Results: Median (interquartile range) age was 46 (40-53) years; 78% were male, 68% African American, and 14% had hepatitis C. Tenofovir and protease inhibitors (PI) were used in 88% and 49% of subjects, respectively. Median eGFRcr was 100 (87-118) mL/min per 1.73 m2 and CysC was 0.83 (0.73-0.95) mg/L, without treatment group differences. Baseline CysC concentration correlated with carotid intima-media thickness (r 0.324, p<0.001), carotid distensibility (r 0.193, p=0.019), and coronary calcium score (r 0.170, p=0.040).
Baseline CysC was associated with several markers of inflammation and immune activation and with use of PI, but not tenofovir (see Table). Soluble intercellular adhesion molecule-1 (sICAM-1) and tumor necrosis factor-α receptors I and II (TNF-RI/ II) were associated with CysC in a multivariable model independent of eGFRcr. After 24 weeks, mean CysC decreased significantly with statin therapy compared to placebo (-0.034mg/L vs. +0.010mg/L, p=0.008). Within the statin group, changes in CysC correlated with changes in sICAM-1 and TNF-RI (r 0.460, p<0.001 and r 0.372, p=0.002, respectively).

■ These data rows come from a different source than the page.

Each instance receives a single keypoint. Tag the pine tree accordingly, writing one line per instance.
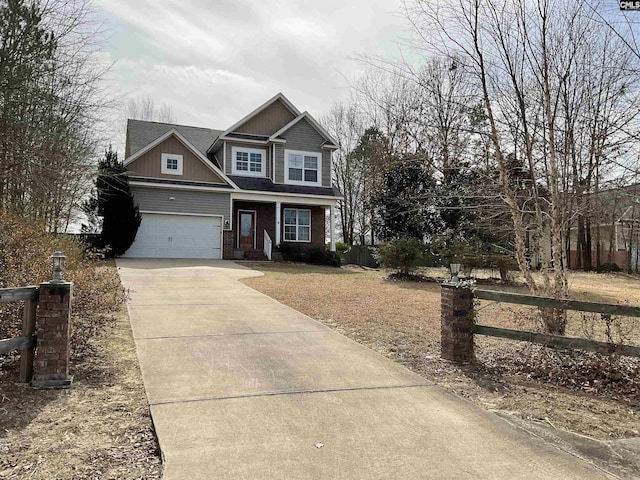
(120, 215)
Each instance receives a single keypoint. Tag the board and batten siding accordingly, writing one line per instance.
(229, 160)
(149, 165)
(184, 201)
(269, 121)
(302, 136)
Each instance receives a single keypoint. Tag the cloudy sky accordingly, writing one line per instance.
(215, 61)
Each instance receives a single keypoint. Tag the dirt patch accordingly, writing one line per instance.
(99, 428)
(402, 321)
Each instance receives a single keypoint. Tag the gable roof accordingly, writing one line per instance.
(141, 133)
(202, 156)
(330, 142)
(279, 97)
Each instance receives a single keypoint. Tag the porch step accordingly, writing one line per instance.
(255, 255)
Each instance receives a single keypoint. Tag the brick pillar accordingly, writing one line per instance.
(456, 315)
(53, 322)
(227, 247)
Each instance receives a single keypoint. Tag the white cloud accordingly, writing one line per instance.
(214, 62)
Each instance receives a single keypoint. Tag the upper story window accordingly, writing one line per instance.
(303, 168)
(248, 161)
(171, 164)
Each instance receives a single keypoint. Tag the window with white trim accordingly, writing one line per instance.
(303, 168)
(297, 225)
(171, 164)
(248, 161)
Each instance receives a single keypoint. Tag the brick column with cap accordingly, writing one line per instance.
(456, 316)
(53, 327)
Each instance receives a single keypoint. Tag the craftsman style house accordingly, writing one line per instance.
(237, 193)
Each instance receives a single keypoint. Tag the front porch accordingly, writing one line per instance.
(258, 228)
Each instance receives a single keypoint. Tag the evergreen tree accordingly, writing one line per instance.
(404, 205)
(114, 203)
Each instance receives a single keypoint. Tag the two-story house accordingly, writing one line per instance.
(240, 192)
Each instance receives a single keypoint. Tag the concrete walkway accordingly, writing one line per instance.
(243, 387)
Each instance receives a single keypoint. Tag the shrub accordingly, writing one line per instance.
(24, 260)
(322, 256)
(293, 252)
(342, 248)
(402, 255)
(608, 267)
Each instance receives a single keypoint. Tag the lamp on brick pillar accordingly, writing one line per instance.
(455, 270)
(53, 330)
(58, 260)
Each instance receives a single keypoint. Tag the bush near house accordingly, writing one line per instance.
(403, 255)
(292, 252)
(342, 248)
(25, 249)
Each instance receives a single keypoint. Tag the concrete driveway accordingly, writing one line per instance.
(243, 387)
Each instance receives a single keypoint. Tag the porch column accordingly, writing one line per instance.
(278, 228)
(332, 227)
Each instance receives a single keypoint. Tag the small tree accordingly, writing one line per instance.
(404, 205)
(120, 215)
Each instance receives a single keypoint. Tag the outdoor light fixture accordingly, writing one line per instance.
(455, 270)
(57, 259)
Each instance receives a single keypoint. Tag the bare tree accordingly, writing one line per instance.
(527, 58)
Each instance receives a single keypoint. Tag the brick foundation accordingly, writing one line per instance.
(456, 315)
(53, 326)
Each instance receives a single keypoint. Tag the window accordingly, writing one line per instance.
(171, 164)
(303, 167)
(297, 225)
(248, 161)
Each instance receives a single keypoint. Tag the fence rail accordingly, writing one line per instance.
(26, 344)
(16, 294)
(558, 341)
(548, 302)
(458, 327)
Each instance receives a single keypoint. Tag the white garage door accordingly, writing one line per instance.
(177, 236)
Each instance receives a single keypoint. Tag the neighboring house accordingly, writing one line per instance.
(240, 192)
(614, 227)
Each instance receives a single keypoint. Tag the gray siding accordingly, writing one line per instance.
(185, 201)
(302, 136)
(228, 161)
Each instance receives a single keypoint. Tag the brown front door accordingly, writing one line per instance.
(247, 222)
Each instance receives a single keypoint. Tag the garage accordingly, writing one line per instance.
(177, 236)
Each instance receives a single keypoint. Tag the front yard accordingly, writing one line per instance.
(401, 320)
(99, 428)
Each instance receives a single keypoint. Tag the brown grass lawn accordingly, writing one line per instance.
(578, 392)
(99, 428)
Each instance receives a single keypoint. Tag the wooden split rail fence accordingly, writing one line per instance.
(458, 327)
(26, 344)
(46, 331)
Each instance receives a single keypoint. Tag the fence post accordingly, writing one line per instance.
(28, 330)
(456, 316)
(53, 327)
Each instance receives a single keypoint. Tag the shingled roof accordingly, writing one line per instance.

Conclusions: Rosuvastatin 10mg daily reduces plasma CysC in HIV-infected patients on ART. Baseline CysC concentrations are associated with cardiovascular risk, inflammation and immune activation. Reductions in CysC with statin therapy correlate with reductions in inflammatory biomarkers. The relationship between Cystatin C, cardiovascular disease, and mortality in HIV may partly be related to non-GFR factors such as inflammation.